Mailer continues (and in a manner that makes me think he’d enjoy Long Pauses):

“Flag conservatives” like Bush paid lip service to some conservative values, but at bottom they didn’t give a damn. If they still used some of the terms, it was in order not to narrow their political base. They used the flag. They loved words like “evil.” One of Bush’s worst faults in rhetoric (to dip into that cornucopia) was to use the word as if it were a button he could push to increase his power. When people have an IV tube put in them to feed a narcotic painkiller on demand, a few keep pressing that button. Bush uses evil as a narcotic for that part of the American public which feels most distressed. Of course, as he sees it, he is doing it because he believes America is good. He certainly does, he believes this country is the only hope of the world. He also fears that the country is rapidly growing more dissolute, and the only solution may be—fell, mighty, and near-holy words—the only solution may be to strive for World Empire. . . .
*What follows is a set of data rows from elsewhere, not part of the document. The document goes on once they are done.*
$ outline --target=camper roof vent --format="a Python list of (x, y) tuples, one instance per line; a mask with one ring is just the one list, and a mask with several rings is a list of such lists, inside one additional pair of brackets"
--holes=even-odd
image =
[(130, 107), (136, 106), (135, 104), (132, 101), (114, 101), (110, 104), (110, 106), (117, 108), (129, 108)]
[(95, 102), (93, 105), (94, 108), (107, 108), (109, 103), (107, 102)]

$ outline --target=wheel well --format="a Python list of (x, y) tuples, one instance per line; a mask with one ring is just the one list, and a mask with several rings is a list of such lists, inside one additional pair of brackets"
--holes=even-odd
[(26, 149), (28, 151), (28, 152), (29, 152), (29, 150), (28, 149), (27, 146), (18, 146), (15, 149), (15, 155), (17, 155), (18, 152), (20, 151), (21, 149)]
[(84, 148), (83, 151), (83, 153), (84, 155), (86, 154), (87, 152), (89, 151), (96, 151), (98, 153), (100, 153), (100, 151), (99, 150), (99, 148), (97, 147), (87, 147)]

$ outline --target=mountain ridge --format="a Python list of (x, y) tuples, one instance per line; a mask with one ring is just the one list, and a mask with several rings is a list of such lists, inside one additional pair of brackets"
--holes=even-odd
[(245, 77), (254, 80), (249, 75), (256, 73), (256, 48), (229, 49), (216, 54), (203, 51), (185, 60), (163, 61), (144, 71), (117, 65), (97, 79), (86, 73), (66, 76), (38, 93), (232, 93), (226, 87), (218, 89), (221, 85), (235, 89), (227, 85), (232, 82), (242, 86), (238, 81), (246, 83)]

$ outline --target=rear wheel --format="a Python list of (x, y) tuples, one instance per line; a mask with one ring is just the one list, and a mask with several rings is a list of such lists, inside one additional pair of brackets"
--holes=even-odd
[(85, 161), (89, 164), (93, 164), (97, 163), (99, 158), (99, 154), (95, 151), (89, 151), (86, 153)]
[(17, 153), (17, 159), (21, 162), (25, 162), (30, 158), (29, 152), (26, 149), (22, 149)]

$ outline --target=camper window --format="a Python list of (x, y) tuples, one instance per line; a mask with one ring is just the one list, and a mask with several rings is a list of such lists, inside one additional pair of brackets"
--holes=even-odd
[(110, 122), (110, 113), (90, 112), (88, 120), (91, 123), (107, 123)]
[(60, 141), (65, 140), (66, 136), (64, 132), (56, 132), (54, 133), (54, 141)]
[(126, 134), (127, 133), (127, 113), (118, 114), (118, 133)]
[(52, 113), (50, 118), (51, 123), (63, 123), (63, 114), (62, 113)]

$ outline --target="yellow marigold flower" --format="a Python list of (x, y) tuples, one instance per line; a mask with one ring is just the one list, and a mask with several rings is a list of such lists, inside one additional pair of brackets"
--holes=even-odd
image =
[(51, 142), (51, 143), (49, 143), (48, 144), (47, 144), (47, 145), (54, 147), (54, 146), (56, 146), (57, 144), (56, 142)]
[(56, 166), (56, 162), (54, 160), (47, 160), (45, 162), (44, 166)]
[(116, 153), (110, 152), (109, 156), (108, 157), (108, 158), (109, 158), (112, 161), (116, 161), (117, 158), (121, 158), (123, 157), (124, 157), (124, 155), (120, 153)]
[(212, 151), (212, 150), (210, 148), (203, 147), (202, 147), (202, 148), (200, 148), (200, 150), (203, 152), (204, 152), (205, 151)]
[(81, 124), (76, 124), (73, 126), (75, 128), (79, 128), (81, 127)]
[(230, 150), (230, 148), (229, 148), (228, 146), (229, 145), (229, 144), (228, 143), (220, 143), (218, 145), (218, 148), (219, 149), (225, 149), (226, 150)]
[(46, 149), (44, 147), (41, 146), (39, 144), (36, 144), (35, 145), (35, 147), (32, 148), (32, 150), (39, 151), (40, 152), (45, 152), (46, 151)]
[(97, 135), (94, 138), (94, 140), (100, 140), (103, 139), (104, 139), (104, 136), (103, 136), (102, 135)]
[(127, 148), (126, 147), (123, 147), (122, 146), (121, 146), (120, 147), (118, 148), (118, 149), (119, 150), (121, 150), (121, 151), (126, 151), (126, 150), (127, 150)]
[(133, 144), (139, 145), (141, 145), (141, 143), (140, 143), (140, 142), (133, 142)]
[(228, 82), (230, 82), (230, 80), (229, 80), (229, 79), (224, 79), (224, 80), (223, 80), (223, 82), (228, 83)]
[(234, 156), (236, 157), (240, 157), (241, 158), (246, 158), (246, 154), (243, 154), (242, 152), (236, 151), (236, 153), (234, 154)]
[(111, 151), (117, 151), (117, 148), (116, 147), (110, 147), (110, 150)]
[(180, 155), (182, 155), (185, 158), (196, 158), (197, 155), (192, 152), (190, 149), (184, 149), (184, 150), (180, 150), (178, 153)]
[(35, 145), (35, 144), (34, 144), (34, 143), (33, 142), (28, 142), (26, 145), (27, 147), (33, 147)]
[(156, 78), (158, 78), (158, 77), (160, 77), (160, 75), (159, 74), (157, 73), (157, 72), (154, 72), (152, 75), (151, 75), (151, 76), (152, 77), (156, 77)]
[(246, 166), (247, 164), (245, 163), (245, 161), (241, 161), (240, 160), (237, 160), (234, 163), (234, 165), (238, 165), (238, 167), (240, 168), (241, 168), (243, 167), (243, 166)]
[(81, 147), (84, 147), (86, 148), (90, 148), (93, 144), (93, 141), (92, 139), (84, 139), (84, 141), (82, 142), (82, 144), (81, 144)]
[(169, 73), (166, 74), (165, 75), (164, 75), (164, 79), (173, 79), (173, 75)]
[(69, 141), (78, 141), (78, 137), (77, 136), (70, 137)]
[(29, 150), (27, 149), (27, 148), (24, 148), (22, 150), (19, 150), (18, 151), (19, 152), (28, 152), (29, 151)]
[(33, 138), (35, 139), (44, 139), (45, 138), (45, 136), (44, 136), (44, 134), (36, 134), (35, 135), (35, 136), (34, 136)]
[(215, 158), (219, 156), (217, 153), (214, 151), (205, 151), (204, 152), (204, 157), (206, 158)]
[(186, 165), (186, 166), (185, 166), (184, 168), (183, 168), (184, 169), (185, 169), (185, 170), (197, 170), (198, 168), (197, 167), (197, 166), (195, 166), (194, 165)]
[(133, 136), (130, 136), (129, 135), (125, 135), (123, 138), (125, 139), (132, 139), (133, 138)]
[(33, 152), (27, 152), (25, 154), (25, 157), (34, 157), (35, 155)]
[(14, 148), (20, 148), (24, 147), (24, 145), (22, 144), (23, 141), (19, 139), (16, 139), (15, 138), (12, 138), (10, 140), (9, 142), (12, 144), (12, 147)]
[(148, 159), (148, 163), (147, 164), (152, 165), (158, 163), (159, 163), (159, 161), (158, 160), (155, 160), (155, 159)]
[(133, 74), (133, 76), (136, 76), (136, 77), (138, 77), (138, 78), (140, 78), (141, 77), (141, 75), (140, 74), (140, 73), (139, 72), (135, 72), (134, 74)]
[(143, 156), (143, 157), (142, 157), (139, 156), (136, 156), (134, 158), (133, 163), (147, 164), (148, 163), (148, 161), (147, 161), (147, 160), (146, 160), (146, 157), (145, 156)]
From a militant Christian point of view, America is close to rotten. The entertainment media are loose. Bare belly-buttons pop onto every TV screen, as open in their statement as wild animals’ eyes. The kids are getting to the point where they can’t read, but they sure can screw. So one perk for the White House, should America become an international military machine huge enough to conquer all adversaries, is that American sexual freedom, all that gay, feminist, lesbian, transvestite hullabaloo, will be seen as too much of a luxury and will be put back into the closet again. Commitment, patriotism, and dedication will become all-pervasive national values once more (with all the hypocrisy attendant). Once we become a twenty-first-century embodiment of the old Roman Empire, moral reform can stride right back into the picture. . . .

More directly (even if it is not at all direct) a war with Iraq will gratify our need to avenge September 11. It does not matter that Iraq is not the culprit. Bush needs only to ignore the evidence. Which he does with all the power of a man who has never been embarrassed by himself. Saddam, for all his crimes, did not have a hand in September 11, but President Bush is a philosopher. September 11 was evil, Saddam is evil, all evil is connected. Ergo, Iraq.

I feel obliged to comment on those snippets, but mostly I just want them to be read. Mailer slips so easily into flag conservative “logic” here — coloring it all with much needed irony — which makes his moments of genuine outrage all the more powerful. Mailer on post-war Iraq (as an aside, it’s good to see that he still holds impotent liberalism in such high contempt):

Real democracy comes out of many subtle individual human battles that are fought over decades and finally over centuries, battles that succeed in building traditions. The only defenses of democracy, finally, are the traditions of democracy. When you start ignoring those values, you are playing with a noble and delicate structure. There’s nothing more beautiful than democracy. But you can’t play with it. You can’t assume we’re going to go over to show them what a great system we have. This is monstrous arrogance.

“This is monstrous arrogance.” Consonance. I love it. I wonder if we’ll ever again have a president who values the life of the mind, one who can recognize or even define consonance. Take it home, Norman:

The need for powerful theory can fall into many an abyss of error. I could, for example, be entirely wrong about the deeper motives of the administration. Perhaps they are not interested in Empire so much as in trying in true good faith to save the world. We can be certain Bush and his Bushites believe this. By the time they are in church each Sunday, they believe it so powerfully that tears come to their eyes. Of course, it is the actions of men and not their sentiments that make history. Our sentiments can be loaded with love within, but our actions can turn into the opposite. Perversity is always ready to consort with human nature.